Review

Chill Out The KLF

Britain in early 1990 was fast approaching the peak of Acid House, though four whole years would pass before the introduction of the Criminal Justice and Public Order Act of 1994 and the clampdown on outdoor raving culture. At the heart of the scene were three musical polyglots, artists and, depending on your take on these things, pranksters. Bill Drummond and Jimmy Cauty formed The KLF, while Alex Patterson was one half of The Orb alongside Cauty. Between them, they would lay the foundation for an entire genre.

Starting in a side room at Heaven nightclub in London during Paul Oakenfold’s ‘Land of Oz’ nights, Cauty and Patterson would spin laid-back, ambient sounds in the ‘chill out’ room. Having taped these sessions, Cauty found himself and Drummond in their Trancentral recording studio with a plan. Over the course of two days they would record an album of ambient and found sounds based on these recordings, interspersed with samples of songs by both The KLF (3am Eternal, Last Train to Trancentral) and other artists. To ratchet up the pressure, on the most chilled of albums no less, they would record in a single take.

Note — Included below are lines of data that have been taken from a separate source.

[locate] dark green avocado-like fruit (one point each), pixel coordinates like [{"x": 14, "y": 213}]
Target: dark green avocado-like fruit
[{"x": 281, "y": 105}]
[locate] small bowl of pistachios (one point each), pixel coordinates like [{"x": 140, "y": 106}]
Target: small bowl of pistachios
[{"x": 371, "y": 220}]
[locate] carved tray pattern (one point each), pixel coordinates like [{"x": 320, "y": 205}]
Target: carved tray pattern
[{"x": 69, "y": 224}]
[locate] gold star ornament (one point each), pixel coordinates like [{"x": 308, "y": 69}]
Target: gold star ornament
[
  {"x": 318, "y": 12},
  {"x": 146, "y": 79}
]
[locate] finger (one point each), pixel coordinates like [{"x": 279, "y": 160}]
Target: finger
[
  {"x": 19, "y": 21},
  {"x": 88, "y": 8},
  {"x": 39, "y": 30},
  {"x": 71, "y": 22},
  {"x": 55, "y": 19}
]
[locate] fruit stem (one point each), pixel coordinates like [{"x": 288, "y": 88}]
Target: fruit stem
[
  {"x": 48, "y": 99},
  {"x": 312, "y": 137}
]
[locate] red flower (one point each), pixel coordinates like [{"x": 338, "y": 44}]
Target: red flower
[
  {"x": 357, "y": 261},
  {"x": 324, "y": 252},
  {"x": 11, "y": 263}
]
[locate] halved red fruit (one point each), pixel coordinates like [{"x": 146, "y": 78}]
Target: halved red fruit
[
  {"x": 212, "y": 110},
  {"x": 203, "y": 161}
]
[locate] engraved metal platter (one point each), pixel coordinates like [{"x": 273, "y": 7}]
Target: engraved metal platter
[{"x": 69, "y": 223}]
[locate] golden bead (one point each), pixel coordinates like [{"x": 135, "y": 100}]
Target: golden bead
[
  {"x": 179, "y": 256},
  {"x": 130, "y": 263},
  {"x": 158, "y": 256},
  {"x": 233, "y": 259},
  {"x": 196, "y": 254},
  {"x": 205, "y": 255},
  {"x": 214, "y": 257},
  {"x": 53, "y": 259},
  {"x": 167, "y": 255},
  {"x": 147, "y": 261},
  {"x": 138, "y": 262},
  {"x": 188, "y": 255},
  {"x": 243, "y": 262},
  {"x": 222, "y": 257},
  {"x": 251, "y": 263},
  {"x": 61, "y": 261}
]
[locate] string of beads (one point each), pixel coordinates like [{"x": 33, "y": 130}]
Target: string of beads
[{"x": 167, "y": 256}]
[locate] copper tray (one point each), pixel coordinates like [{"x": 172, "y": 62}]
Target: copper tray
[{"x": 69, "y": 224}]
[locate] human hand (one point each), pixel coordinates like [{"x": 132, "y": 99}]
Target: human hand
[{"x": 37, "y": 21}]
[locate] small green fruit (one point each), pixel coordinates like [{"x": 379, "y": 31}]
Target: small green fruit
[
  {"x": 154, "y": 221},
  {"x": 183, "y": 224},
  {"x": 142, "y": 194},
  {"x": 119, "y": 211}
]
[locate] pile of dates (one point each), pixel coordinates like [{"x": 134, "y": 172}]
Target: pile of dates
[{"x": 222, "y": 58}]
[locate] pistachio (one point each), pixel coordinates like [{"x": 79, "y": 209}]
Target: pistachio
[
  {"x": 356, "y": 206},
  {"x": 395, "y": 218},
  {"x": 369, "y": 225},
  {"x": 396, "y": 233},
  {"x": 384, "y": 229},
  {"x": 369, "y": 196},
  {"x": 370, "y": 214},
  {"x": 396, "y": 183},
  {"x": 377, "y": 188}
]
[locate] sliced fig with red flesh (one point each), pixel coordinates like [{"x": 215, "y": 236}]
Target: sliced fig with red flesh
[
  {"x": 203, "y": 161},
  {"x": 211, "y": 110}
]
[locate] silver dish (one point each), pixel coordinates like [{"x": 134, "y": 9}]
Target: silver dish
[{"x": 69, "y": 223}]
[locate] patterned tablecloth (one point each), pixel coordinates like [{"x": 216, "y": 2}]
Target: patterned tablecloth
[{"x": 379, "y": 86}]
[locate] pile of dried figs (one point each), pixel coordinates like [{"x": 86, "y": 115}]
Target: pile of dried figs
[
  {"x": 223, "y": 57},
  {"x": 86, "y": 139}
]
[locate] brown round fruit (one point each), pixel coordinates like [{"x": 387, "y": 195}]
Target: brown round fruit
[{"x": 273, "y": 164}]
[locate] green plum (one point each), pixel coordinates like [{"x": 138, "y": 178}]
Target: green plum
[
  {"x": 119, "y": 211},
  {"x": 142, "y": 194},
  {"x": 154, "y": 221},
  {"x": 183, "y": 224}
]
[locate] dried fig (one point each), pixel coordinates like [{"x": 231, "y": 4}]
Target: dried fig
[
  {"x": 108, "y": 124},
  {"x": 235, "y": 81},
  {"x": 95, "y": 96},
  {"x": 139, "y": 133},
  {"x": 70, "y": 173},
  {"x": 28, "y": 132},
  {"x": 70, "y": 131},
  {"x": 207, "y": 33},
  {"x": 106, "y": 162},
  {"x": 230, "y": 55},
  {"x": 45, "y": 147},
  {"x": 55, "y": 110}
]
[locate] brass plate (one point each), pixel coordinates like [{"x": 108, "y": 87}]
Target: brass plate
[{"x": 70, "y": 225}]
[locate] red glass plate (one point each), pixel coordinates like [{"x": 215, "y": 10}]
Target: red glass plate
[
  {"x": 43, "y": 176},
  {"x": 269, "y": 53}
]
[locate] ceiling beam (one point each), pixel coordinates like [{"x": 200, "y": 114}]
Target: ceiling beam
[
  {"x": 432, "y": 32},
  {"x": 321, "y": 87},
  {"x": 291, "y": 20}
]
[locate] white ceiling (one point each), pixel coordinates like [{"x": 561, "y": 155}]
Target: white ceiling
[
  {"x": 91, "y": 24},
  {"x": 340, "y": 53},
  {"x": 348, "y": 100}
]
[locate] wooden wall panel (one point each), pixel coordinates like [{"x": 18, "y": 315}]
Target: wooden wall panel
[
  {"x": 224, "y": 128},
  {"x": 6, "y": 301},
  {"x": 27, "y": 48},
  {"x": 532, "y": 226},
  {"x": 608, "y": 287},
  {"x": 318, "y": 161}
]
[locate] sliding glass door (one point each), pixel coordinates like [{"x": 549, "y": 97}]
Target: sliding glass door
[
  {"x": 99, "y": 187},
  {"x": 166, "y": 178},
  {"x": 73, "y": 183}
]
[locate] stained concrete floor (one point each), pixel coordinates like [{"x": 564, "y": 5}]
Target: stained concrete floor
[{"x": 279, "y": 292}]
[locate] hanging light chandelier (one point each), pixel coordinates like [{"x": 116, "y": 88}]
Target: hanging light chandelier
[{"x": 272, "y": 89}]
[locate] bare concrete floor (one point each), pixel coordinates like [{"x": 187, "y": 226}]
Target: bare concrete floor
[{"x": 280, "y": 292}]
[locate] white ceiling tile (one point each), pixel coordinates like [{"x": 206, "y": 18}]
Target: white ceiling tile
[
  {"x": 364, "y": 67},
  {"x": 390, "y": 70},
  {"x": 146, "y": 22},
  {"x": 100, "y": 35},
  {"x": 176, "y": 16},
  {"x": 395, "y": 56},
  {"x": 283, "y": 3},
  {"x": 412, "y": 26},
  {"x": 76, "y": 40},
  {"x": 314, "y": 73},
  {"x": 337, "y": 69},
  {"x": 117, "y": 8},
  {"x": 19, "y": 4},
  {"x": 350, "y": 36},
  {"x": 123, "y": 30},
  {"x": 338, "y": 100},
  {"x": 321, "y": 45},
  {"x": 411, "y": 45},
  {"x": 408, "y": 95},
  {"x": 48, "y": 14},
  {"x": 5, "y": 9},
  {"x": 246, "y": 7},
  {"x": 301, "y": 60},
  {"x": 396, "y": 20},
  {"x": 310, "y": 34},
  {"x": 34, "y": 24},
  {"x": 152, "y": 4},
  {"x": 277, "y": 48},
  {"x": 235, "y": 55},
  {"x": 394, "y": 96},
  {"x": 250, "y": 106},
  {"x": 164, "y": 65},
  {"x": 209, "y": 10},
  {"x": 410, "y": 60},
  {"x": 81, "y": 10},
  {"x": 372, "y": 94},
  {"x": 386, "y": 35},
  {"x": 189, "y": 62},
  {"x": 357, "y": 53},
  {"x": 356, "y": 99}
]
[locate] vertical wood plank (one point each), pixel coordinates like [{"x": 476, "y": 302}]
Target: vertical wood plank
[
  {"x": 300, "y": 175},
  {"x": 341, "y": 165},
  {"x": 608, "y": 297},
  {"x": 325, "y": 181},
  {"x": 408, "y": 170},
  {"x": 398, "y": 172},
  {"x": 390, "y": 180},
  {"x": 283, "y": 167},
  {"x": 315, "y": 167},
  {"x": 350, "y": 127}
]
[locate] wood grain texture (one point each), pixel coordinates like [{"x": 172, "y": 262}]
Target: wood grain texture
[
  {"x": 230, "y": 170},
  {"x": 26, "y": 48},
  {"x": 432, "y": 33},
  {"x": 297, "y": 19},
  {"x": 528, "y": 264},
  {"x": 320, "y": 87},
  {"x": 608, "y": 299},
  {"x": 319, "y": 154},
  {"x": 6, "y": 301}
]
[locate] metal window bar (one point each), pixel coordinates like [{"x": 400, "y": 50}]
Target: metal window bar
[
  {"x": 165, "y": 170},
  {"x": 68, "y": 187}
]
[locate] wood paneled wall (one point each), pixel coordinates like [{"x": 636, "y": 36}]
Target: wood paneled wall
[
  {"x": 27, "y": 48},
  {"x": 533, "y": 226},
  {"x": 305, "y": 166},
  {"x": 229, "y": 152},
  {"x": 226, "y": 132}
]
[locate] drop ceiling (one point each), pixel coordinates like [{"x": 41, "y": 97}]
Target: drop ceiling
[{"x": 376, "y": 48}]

The result is, in essence, a live album. Both creators have stated that long takes were abandoned after mistakes in the closing moments. The resulting record spans nearly 45 minutes, and while a track listing with approximate times was always available in the sleeve notes, the album was always intended to be heard as one single track. For those lucky enough to have laid hands on the now rare, UK only CD, that one track is all you’ll find.

Further concept was applied to the record as it was recorded and after it made it to tape. While not immediately clear to a first time listener, the track titles belie the albums central concept; it documents a journey through the southern states of the USA, from Texas to Louisiana. As steel guitar, Evangelical preachers, rolling trains, and the voice of The King, Elvis Presley flit through the mix, the echoes of a journey, however imagined, become mile markers for a trip experienced other than in mind. It’s equally clear that The KLF had no intention nor desire to truly transport the listener to the southern states as sheep bray and Tuvan throat singers add an uncanny reminder that this is an album that spans out from physical space.

Featuring samples from Elvis, Fleetwood Mac, Van Halen, Aker Bilk, Sci-Fi TV shows, news reports alongside engines, and birds, and the sound of waves ‘Chill Out’ flows naturally with rhythms and beats sliding in and out and no individual part drawing overt attention to itself, no piece appearing superfluous.

Often talked of in the same breath as Brian Eno’s Ambient works like ‘Music For Airports’, ‘Chill Out’ differs in a pointed way. While Eno’s works aimed to evoke a tangible space, ‘Chill Out’ plays with our sense of both time and place in a manner more reminiscent of Eno’s work with David Byrne on ‘My Life in the Bush of Ghosts’.

Thirty years from its release, having spent time in muddy British fields with bass filling the dawn skies and have spent road trips along the Mexican Gulf coast between Texas and Louisiana, I find it hard to pin down this record. It is, like so much associated to The KLF, overtly unique, knowingly contradictory, and sorely intelligent in its concept and execution. That it helped spawn a genre is admirable. That it somehow channels a place its creators had never stood, yet is so completely rooted in its own time and place is testament to their skills. That it is still a vivid, contemporary sounding album worthy of repeat listens, that makes it a classic.